Director: Wesley Ruggles Cast: Richard Dix, Irene Dunne, Estelle Taylor, Nance O’Neill, William Collier Jr., Roscoes Ates, George E. Stone, Stanley Fields, Robert McWade, Edna May Oliver, Judith Barrett, Eugene Jackson, Billy Mellman
Academy Awards: Best Picture; Best Writing, Adaptation (Howard Estabrook); Best Art Direction (Max Rée)
Also Nominated For: Best Actor in a Leading Role (Richard Dix); Best Actress in a Leading Role (Irene Dunne); Best Director (Wesley Ruggles); Best Cinematography
I First Saw In: 2015
Synopsis: A newspaper editor settles in an Oklahoma boom town with his reluctant wife at the end of the nineteenth century.
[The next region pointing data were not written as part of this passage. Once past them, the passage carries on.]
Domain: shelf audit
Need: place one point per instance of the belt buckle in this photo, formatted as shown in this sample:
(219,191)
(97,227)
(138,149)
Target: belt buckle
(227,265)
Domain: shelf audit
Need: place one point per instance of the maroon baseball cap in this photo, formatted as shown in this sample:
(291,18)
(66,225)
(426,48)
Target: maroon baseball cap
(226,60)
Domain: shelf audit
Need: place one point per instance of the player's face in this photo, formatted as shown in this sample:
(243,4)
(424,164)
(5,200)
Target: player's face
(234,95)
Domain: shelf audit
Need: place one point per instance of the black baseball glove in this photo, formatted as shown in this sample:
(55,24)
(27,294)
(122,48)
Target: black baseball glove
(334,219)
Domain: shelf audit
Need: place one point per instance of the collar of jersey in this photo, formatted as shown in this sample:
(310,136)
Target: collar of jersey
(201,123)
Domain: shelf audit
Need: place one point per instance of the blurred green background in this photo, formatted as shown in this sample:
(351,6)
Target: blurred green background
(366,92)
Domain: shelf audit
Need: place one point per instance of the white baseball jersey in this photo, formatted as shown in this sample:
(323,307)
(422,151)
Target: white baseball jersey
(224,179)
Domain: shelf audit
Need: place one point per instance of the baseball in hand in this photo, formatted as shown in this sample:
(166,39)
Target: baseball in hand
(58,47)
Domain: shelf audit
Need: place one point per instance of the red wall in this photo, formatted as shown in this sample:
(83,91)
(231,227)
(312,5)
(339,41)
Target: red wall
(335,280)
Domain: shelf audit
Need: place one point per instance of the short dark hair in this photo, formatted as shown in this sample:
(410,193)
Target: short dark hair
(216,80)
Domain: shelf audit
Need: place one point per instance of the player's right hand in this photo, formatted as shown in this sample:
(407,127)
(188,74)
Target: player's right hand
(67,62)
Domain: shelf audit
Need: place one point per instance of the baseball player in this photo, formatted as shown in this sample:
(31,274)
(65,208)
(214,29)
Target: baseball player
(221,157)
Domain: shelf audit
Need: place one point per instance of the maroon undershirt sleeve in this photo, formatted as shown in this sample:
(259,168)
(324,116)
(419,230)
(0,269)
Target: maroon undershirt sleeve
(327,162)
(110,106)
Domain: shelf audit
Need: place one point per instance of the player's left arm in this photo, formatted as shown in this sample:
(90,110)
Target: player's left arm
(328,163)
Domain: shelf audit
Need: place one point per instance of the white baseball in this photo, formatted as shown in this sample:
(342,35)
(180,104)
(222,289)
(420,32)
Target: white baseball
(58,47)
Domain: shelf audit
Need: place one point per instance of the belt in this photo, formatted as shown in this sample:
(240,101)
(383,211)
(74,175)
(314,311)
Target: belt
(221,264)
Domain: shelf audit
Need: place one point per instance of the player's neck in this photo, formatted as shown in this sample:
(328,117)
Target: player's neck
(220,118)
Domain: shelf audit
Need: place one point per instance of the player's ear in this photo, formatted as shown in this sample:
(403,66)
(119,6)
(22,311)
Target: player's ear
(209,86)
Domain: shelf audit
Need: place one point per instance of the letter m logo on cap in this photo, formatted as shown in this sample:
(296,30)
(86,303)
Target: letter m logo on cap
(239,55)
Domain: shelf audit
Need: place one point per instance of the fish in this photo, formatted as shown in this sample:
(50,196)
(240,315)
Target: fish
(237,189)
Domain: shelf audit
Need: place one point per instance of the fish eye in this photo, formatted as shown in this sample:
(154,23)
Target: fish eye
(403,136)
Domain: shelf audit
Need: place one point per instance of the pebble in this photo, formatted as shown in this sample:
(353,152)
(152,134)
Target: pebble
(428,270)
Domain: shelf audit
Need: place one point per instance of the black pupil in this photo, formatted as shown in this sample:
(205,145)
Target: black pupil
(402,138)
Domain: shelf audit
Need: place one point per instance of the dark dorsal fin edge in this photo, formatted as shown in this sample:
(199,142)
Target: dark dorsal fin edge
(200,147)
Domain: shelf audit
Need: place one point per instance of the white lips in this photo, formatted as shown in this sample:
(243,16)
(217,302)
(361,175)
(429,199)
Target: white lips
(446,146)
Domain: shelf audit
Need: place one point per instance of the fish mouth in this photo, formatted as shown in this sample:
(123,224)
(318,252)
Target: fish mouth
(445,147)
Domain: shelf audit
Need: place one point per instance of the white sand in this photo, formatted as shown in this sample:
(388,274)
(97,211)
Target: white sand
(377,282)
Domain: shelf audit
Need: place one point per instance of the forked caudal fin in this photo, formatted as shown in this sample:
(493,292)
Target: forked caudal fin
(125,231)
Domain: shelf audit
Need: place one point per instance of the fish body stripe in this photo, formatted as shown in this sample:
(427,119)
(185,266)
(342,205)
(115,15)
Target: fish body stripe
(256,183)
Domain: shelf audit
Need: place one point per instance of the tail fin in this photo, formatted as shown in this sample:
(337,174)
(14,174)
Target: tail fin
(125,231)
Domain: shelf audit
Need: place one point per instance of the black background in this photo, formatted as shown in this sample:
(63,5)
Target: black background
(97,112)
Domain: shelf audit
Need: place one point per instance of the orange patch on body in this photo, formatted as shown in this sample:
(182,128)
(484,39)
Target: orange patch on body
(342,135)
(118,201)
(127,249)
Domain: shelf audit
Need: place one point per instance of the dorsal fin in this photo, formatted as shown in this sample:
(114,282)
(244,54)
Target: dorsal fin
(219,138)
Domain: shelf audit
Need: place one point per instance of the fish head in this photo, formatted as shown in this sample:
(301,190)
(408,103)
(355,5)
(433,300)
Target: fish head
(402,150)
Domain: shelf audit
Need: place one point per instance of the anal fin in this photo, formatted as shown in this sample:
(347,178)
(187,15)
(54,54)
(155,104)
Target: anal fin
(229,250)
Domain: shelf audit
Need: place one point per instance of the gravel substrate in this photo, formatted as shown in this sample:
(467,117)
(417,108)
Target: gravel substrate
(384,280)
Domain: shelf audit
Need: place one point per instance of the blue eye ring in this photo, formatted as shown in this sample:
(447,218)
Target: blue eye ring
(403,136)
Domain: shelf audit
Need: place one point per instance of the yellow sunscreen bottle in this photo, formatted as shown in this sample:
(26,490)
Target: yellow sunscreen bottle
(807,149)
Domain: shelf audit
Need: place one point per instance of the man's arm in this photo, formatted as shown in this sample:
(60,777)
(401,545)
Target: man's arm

Did You Know? This is arguably the only winner of the Best Picture Oscar to lose money during its initial release. The film received excellent critical reviews, but its initial financial failure was blamed on its being released during one of the darkest periods of the Great Depression.
Quotables: SABRA CRAVAT: Do you feel nervous about your sermon, dear?
YANCEY CRAVAT: I’d rather plead to a Texas jury than preach to this gang.
And now a Word from the Guise:
I was really liking this movie, up until the point when the two white leads don’t want to risk their lives to save their children during the shootout. So instead, they send their black, child servant. What’s worse is he gets shot during the shootout, and nobody bothers to see if he was okay, which he would have been had somebody gone to his aid. Instead the gunfight ends, and they literally forget about him, leaving him to die alone. Someone brings his body into the house, and Sabra Cravat gasps as though she forgot that he had just gone to save her child a few minutes prior. Nobody mourns him, nobody gives a damn and it’s because he’s black. He’s “property”. You can say it’s just a movie, but movies are often reflections of real life. You can say it was a “different time”, but time should never be used as a justification of racism and a flagrant disregard for human life.